Some stress is absolutely normal and necessary in living creatures and everyone has a built-in gauge that helps control our reaction to various stressors. New research is indicating that the body can become ‘sensitized’ to stress and the brain will re-circuit itself in response to stress. When this sensitization happens, the body just does not respond to stress the same way and the brain responds to a normal stress such as being late for an appointment as though it was a life-threatening event. Studies show that the stressful events that occur in childhood such as losing a parent, or being raised by an alcoholic or abusive parent can permanently rewire the brain’s circuitry and result in inappropriate responses to stress.
The stress response is ‘wired’ into our brain and even though we are no longer like the cave man running for our lives from the wild boar, studies have found that – for many – the same ‘fight or flight’ stress circuits are all working overtime from varied stressors such as work deadlines, extreme weather, over-exercise, divorce or death of a loved one. Each of us is wired for stress differently and will have different responses to different stressors depending on our own unique wiring system.
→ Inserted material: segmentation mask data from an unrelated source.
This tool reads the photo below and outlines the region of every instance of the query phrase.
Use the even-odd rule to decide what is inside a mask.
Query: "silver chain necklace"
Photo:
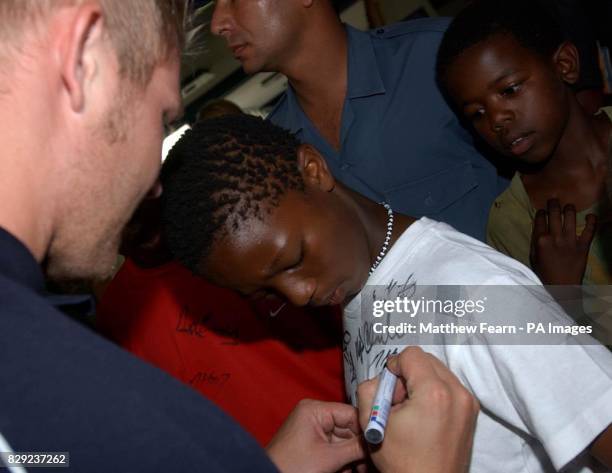
[[[378,267],[380,262],[383,260],[385,255],[387,254],[387,250],[389,249],[389,242],[391,241],[391,235],[393,234],[393,210],[391,206],[386,202],[381,202],[381,204],[385,209],[387,209],[387,234],[385,235],[385,241],[383,242],[382,248],[380,249],[380,253],[376,257],[376,261],[370,267],[370,272],[368,276],[371,276],[374,270]]]

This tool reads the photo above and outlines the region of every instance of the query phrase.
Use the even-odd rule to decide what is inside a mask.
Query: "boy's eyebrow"
[[[491,82],[488,84],[488,88],[489,88],[489,89],[494,88],[494,87],[495,87],[497,84],[499,84],[499,83],[500,83],[500,82],[502,82],[503,80],[507,79],[507,78],[508,78],[508,76],[511,76],[511,75],[513,75],[513,74],[516,74],[517,72],[518,72],[518,70],[515,70],[515,69],[506,69],[506,70],[504,70],[504,71],[501,73],[501,75],[500,75],[499,77],[497,77],[496,79],[494,79],[493,81],[491,81]],[[462,106],[463,108],[465,108],[465,107],[467,107],[468,105],[470,105],[471,103],[472,103],[472,101],[471,101],[471,100],[465,100],[465,101],[464,101],[464,102],[461,104],[461,106]]]
[[[501,73],[501,75],[495,79],[493,81],[493,85],[500,83],[501,81],[503,81],[504,79],[508,78],[508,76],[511,76],[512,74],[516,74],[516,70],[515,69],[506,69],[504,72]]]

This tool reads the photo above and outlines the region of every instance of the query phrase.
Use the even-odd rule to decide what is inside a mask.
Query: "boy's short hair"
[[[19,50],[26,31],[34,31],[54,9],[83,0],[1,0],[0,57]],[[182,49],[189,0],[99,0],[122,77],[140,84],[155,65]],[[8,46],[8,50],[7,50]]]
[[[252,217],[263,219],[289,190],[304,190],[299,142],[250,115],[197,122],[161,171],[166,243],[196,274],[212,245]]]
[[[448,68],[465,50],[497,34],[549,58],[565,40],[558,23],[535,0],[475,0],[448,27],[438,50],[436,76],[446,92]]]

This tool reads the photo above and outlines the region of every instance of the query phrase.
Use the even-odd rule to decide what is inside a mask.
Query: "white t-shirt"
[[[543,322],[572,323],[554,302],[533,295],[528,286],[540,282],[527,267],[427,218],[403,233],[367,285],[398,281],[516,286],[519,297],[512,297],[501,314],[509,322],[533,320],[537,314]],[[389,352],[403,348],[393,340],[384,346],[364,344],[368,323],[358,295],[344,313],[345,378],[351,399],[358,383],[379,373],[380,360],[384,363]],[[612,423],[612,354],[606,348],[594,342],[502,345],[481,340],[450,345],[444,339],[423,348],[445,363],[480,402],[470,472],[551,472],[564,466],[571,472],[600,471],[583,452]]]

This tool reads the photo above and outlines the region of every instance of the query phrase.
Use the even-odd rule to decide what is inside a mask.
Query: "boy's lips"
[[[534,133],[532,131],[511,137],[504,137],[502,145],[515,156],[525,154],[533,146]]]

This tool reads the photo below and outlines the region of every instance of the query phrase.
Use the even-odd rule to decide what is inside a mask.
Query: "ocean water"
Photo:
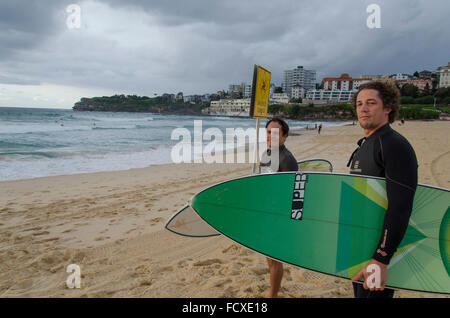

Each of us will benefit from reducing stressors, but the obvious benefits will vary depending on our overall stress resistance capabilities, which are determined by our individual strengths and weaknesses.
Often, the stressors can be non-specific and less obvious and we may not be aware of the effects on our bodies and minds.
All living creatures are subject to stressors of internal and external origin and have the ability to respond to stressors.